Totalement desarçonné par ce rêve éveillé que je poursuis depuis quatre ans après avoir essuyé une trentaine d`échecs, je compose le numéro et tombe sur le plus affable et relax des hommes, enthousiaste et naturel, comme s`il considérait presque notre histoire déjà sienne, et qu'il n'y avait que des problèmes techniques à résoudre. Apres une heure de conversation surréaliste je raccroche et n`en crois pas mes oreilles. Non ! Cela ne peut pas se passer comme cela ? Ce serait trop beau et trop facile !
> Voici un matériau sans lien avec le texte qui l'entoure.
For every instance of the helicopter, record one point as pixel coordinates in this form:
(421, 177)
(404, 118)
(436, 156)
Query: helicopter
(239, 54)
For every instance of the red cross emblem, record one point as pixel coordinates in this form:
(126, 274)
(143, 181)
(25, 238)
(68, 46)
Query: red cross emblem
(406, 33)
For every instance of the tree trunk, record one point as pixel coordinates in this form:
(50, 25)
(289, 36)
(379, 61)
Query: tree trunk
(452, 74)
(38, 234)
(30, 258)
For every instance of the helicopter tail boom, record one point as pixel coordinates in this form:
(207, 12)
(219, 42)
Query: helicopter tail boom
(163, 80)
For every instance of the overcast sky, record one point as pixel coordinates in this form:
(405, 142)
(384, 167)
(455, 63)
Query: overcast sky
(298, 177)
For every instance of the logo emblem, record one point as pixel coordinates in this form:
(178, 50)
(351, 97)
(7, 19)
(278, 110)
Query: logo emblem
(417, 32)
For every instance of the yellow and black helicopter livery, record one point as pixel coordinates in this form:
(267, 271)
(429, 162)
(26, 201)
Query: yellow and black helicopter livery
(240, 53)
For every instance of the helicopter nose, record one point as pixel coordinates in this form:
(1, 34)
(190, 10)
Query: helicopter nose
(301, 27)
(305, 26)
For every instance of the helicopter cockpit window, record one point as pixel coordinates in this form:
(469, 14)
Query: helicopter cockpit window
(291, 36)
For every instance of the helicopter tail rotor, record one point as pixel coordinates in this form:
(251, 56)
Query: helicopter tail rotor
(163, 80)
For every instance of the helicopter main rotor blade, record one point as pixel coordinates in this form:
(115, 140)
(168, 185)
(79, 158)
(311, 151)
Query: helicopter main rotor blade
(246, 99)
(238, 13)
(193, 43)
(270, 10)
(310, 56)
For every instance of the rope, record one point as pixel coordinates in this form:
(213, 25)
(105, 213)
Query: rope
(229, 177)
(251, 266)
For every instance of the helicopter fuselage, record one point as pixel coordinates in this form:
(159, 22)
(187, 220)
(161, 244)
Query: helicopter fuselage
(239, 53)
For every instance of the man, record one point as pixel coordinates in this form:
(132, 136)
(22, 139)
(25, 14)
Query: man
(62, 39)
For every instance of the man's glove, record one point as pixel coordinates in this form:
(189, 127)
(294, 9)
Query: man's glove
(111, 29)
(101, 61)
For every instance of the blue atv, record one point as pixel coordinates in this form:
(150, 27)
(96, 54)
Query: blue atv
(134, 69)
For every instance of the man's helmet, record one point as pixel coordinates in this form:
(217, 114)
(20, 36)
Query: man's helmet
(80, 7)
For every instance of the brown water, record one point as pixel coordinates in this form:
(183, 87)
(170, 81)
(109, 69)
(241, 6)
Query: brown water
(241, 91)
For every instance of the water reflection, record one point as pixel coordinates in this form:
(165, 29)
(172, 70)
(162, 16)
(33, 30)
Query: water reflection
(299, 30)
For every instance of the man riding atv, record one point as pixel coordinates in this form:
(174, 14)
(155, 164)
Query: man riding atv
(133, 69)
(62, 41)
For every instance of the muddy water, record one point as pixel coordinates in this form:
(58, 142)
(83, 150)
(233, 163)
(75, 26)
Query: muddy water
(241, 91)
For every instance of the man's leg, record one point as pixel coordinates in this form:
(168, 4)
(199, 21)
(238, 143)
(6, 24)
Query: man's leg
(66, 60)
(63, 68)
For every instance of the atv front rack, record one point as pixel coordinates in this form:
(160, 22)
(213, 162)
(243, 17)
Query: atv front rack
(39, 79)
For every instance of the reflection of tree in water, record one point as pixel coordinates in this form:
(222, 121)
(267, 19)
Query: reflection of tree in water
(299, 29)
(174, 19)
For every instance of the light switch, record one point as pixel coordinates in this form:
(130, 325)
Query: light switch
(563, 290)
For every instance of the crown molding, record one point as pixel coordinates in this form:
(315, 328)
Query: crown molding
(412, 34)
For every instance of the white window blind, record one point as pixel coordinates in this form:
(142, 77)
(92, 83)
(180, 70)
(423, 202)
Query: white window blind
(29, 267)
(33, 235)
Le lendemain, jeudi, il faisait une proposition a notre éditeur. Ce dernier faisait une contre-proposition le jour même, reçue vendredi aux Etats-Unis. Là, le bon Samaritain temporisait et annonçait qu`il donnerait sa réponse Lundi (le temps de trouver des traducteurs pendant le W.E.)

En ce Lundi 19 mai, à 16 H heure locale, Jeremy Solomon, fondateur de Inkwater press, accepte les termes de l`accord avec Robert Laffont. Une des plus belle minute de mon existence.

Et Jeremy est un rapide ! Il souhaite ma presence en fin de semaine prochaine à Los Angeles pour le lancement de notre histoire lors du grand salon du livre americain. Il va lancer une traduction éclair de notre livre en 4 semaines , soit la version condensée par le Readers Digest, soit le premier Tome en version intégrale, ce qui retiendrait ma préférence, car il veut que le livre soit prêt pour le lancement de notre série sur PBS le 6 septembre.

Le plus beau dans cette histoire, c`est que le matin du jour où je recevais l`appel, je terrassais un tas de terre dans un jardin ensoleillé, et sur le manche de ma pelle, à cours de stratégie apres le refus de Sterling, je renonçai, renonçai à emmerder plus longtemps la terre entière avec cette obsession de traduction, renonçai à conditionner toutes mes activités autour de cet objectif, renonçai à subordonner tout projet à la réalisation de ce but ardemment poursuivi, pour des raisons précédemment et en tous lieux énoncées. Voilà ! Ma pelle en mains, je baissai les bras, en me disant : "attendons la diffusion de la série en septembre, elle suscitera peut-être l`intérêt que je ne suis pas moi-même parvenu à éveiller. Au moment même, à l`autre bout du monde, à l'initiative de cette jeune inconnue, notre destin se scellait à notre insu.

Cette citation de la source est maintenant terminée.